Something in your eye
Sometimes itchiness results not from a medical condition but from a speck of dust or sand or an eyelash caught under your eyelid or in the corner of your eye. This can temporarily block a tear duct.
Contact lenses can help improve vision without the inconvenience of eyeglasses, but they can also cause numerous eye problems.
Wearing lenses for too long or failing to keep them sanitized can cause everything from dry eye to a bacterial infection.
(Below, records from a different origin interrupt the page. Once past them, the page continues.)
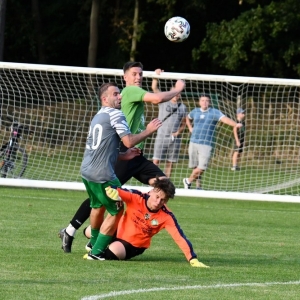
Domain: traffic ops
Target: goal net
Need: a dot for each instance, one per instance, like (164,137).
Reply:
(57,104)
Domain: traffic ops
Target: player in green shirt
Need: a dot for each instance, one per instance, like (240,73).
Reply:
(140,168)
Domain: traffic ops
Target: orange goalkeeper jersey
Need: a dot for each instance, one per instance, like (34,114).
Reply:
(138,224)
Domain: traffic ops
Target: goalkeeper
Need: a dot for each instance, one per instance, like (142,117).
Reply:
(146,214)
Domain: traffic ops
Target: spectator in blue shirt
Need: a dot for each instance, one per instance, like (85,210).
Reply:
(202,122)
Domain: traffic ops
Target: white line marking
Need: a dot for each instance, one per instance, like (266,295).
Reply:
(193,287)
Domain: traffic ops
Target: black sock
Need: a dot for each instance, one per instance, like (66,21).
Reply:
(82,214)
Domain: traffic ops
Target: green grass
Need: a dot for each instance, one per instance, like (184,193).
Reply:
(252,248)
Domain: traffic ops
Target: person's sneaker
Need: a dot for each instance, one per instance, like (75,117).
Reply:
(186,184)
(235,169)
(91,256)
(66,239)
(88,247)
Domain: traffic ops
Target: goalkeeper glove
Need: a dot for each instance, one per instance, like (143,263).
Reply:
(112,193)
(194,262)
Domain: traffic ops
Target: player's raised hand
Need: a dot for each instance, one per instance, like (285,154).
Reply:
(194,262)
(154,125)
(179,85)
(158,71)
(112,193)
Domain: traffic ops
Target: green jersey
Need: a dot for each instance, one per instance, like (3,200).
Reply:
(132,106)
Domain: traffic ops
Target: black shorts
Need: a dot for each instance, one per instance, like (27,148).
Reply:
(139,168)
(131,251)
(239,149)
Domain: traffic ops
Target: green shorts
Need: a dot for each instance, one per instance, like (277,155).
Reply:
(98,197)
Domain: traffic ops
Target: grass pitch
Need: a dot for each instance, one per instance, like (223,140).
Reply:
(252,248)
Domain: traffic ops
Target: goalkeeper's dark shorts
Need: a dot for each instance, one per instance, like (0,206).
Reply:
(131,251)
(139,168)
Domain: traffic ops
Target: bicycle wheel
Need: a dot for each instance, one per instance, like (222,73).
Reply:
(15,166)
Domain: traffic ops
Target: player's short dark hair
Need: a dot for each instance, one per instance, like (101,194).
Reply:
(104,87)
(165,185)
(131,64)
(204,95)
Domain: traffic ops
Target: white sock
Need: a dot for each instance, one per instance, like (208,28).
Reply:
(70,230)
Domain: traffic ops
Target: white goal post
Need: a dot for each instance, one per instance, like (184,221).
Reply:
(58,102)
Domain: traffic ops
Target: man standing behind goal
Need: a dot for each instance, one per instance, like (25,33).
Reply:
(133,98)
(205,120)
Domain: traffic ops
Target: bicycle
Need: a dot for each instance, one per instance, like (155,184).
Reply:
(13,158)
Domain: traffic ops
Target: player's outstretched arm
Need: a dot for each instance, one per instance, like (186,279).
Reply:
(194,262)
(112,193)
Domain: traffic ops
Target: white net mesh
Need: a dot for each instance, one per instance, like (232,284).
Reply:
(57,104)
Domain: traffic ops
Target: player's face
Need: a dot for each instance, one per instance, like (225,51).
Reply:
(134,76)
(113,97)
(204,102)
(156,200)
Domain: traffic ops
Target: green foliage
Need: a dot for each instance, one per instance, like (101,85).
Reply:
(260,41)
(246,244)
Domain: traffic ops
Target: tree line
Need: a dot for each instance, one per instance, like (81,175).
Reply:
(233,37)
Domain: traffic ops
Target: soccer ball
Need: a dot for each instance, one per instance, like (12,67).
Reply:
(177,29)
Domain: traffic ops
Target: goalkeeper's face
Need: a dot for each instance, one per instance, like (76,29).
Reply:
(156,200)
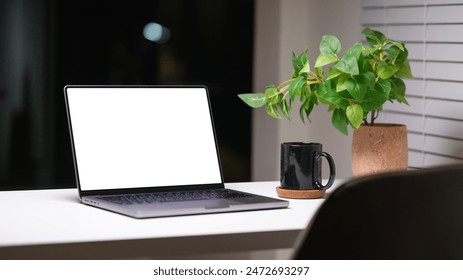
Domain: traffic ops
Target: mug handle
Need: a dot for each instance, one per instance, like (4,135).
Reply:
(317,173)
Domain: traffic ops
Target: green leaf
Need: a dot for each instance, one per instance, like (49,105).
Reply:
(328,95)
(254,100)
(340,85)
(272,111)
(369,79)
(375,98)
(386,71)
(339,120)
(354,114)
(333,73)
(348,65)
(357,87)
(397,44)
(299,62)
(392,53)
(355,51)
(404,70)
(295,87)
(384,86)
(329,44)
(325,59)
(285,108)
(305,68)
(272,95)
(374,37)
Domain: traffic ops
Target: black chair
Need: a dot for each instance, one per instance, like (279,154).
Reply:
(401,215)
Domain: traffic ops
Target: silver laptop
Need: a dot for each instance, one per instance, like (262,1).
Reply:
(150,151)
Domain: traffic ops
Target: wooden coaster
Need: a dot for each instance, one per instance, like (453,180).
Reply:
(300,194)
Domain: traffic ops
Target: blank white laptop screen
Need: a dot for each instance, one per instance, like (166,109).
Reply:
(146,137)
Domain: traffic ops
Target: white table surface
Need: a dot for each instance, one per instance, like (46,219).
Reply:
(53,224)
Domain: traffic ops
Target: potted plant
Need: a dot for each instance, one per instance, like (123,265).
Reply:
(354,87)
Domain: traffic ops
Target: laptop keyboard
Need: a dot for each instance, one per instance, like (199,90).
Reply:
(174,196)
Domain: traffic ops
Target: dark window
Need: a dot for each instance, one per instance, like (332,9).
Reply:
(49,44)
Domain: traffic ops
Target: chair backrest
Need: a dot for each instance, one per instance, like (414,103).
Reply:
(400,215)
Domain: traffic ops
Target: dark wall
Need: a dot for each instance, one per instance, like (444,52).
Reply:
(101,42)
When lenses interfere with tear production, you may feel itchiness in the corners of your eyes.
You can also experience eye fatigue and the sensation that something is still in your eye even after you’ve removed your lenses.
When the corners of your eyes are itchy, a simple home remedy may make them feel better.
Sometimes all it takes to relieve the itchiness of dry eyes is an over-the-counter eye drop known as artificial tears.
A damp, cold compress across your closed eyes can help soothe the itchiness.
An effective treatment for MGD and blepharitis is holding a damp, warm compress (not boiling hot) on your closed eyes.
Take two normal tea bags and steep them as though you were making tea. Then squeeze most of the liquid from the bags and place them on your closed eyes — warm or cool — for up to 30 minutes.
If a case of dry eyes is easily relieved by eye drops, compresses, or by getting out of a smoky or windy environment, you probably don’t need to see a doctor.
However, if your itchy eyes are accompanied by discharge or puffiness, see your doctor or go to an urgent care center or emergency room. If the problem is a bacterial infection, for example, you will need antibiotics to resolve it.
Infrequent bouts of dry eyes or minor irritation can usually be treated easily and inexpensively. But if you have repeated episodes of itchy, red, or swollen eyes, see a doctor who specializes in eye disorders, such as an ophthalmologist or optometrist.
Most itchy eye problems are minor annoyances. But infections that start off with minor symptoms can lead to more serious health problems if not treated properly.